Mayor of Welland, Ontario
- In office 1965–1978
- Succeeded by: Eugene Stranges

Personal details
- Born: 18 June 1925 Welland, Ontario, Canada
- Died: 24 April 2021 (aged 95) Port Colborne, Ontario, Canada
- Party: Progressive Conservative

= Allan Pietz =

Canadian politician (1925–2021)

Allan Ernest Pietz (18 June 1925 – 24 April 2021) was a Progressive Conservative party member of the House of Commons of Canada. He was a businessman and dairy operator by career. He held a series of elected municipal offices in the former Crowland Township before he was elected mayor of Welland in 1965. He held office until 1978, when he did not run for re-election for mayor. He was succeeded by Eugene Stranges. In 1981, he was elected as a Niagara Regional Councillor from Welland. While holding office, he was the morning radio farm reporter for the local radio station CHOW-AM.

After several unsuccessful attempts to enter national politics at the Welland riding in the 1958, 1962 and 1979 federal elections, he won the riding in the 1984 federal election, defeating Liberal incumbent Gilbert Parent. Pietz only served one term, during the 33rd Canadian Parliament, as he was defeated in the 1988 federal election at the reorganized Welland—St. Catharines—Thorold riding by Parent.

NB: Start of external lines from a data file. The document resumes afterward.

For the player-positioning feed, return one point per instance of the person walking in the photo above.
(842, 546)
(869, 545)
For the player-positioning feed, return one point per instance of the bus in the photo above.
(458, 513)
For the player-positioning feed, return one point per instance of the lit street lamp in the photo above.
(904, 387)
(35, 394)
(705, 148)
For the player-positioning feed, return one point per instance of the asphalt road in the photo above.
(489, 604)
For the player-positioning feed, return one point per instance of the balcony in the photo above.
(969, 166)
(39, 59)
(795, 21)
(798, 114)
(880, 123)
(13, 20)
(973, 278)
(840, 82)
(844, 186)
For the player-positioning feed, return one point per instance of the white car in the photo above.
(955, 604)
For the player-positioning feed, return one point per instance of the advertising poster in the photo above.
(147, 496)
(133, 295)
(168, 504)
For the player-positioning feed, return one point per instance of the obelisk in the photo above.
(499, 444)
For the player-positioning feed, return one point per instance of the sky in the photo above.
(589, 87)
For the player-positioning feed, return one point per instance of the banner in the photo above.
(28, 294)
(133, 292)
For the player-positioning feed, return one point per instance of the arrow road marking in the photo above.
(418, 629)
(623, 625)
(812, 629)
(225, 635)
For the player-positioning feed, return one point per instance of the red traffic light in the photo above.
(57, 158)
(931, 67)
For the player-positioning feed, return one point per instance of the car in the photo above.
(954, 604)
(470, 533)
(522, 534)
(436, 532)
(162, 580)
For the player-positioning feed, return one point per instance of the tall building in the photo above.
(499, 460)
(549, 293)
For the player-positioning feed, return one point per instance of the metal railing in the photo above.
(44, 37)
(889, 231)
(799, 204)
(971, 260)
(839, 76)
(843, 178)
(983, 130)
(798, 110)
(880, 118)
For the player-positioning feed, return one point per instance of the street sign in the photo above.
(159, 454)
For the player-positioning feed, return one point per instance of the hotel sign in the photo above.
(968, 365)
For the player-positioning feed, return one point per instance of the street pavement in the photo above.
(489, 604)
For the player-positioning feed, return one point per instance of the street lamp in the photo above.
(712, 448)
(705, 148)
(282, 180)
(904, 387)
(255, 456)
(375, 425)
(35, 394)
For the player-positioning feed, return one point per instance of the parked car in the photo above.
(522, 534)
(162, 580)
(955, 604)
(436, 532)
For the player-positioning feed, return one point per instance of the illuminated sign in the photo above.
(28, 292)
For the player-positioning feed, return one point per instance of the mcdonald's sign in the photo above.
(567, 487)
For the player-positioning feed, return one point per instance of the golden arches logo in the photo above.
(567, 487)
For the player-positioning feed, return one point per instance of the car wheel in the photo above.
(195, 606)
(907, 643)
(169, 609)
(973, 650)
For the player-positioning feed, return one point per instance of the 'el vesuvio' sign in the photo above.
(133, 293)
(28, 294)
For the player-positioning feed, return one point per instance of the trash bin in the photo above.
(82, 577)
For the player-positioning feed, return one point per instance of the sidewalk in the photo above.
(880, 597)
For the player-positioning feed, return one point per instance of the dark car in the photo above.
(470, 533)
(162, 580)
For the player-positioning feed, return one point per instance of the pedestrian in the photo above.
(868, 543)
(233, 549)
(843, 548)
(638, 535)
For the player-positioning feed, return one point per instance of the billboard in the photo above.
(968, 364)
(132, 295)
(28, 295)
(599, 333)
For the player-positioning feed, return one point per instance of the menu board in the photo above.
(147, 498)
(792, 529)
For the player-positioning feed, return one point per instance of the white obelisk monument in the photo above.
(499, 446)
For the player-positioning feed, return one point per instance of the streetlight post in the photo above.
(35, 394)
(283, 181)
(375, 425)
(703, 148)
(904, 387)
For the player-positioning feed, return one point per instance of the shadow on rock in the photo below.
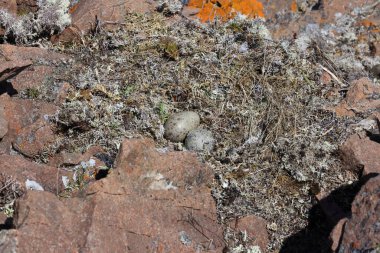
(6, 87)
(323, 217)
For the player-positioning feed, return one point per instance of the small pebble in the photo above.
(200, 140)
(180, 124)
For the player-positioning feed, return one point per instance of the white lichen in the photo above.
(52, 17)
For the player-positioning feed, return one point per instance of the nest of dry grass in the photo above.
(10, 190)
(262, 99)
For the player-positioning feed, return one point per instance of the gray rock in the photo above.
(180, 124)
(200, 140)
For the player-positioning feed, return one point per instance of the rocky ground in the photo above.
(289, 104)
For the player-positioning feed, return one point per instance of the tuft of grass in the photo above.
(169, 47)
(32, 93)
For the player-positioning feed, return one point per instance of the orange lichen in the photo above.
(226, 9)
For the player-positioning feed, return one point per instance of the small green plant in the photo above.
(163, 112)
(32, 93)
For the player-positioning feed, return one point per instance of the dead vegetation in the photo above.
(276, 141)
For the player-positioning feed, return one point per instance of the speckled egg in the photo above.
(180, 124)
(376, 70)
(200, 140)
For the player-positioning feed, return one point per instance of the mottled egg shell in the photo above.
(200, 140)
(180, 124)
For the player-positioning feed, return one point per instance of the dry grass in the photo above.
(276, 144)
(10, 190)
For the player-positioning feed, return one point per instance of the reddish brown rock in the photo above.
(361, 153)
(62, 93)
(45, 224)
(24, 112)
(71, 159)
(255, 227)
(361, 232)
(10, 68)
(361, 97)
(152, 202)
(16, 53)
(32, 140)
(3, 123)
(31, 77)
(21, 170)
(336, 234)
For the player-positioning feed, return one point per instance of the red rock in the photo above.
(71, 159)
(35, 54)
(3, 123)
(361, 153)
(11, 68)
(361, 232)
(31, 77)
(152, 202)
(255, 227)
(361, 97)
(336, 234)
(24, 112)
(21, 169)
(45, 224)
(32, 140)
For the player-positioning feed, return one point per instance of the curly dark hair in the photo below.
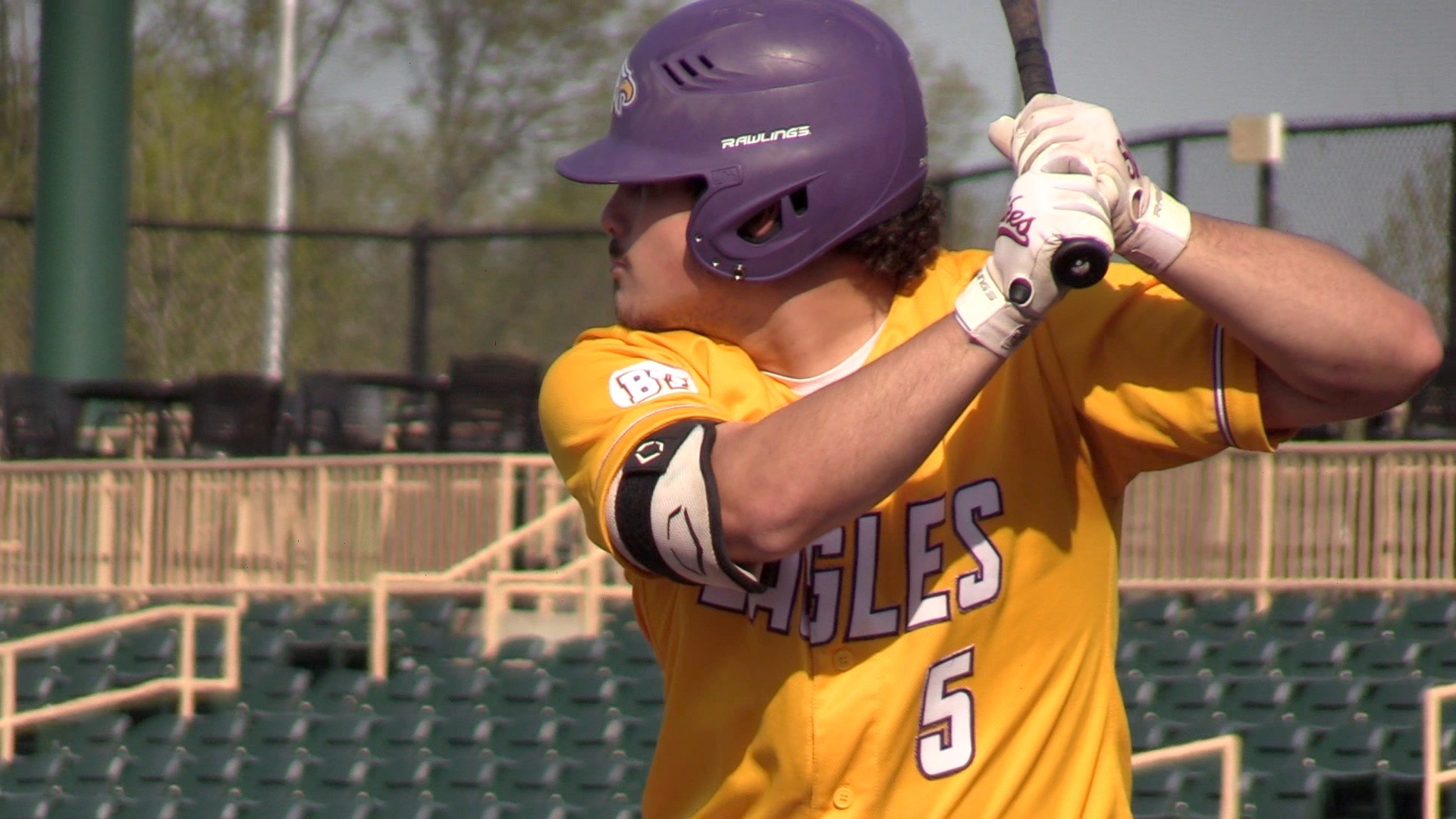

He made a political comeback in 1991 when he was again elected as a Niagara Regional Councillor for Welland. Shortly afterward, he ran for the Chairmanship of the Niagara Regional Council, but was defeated by Brian Merritt. He did not seek re-election in 1994. Pietz died on 24 April 2021 at the age of 95 from complications of pneumonia.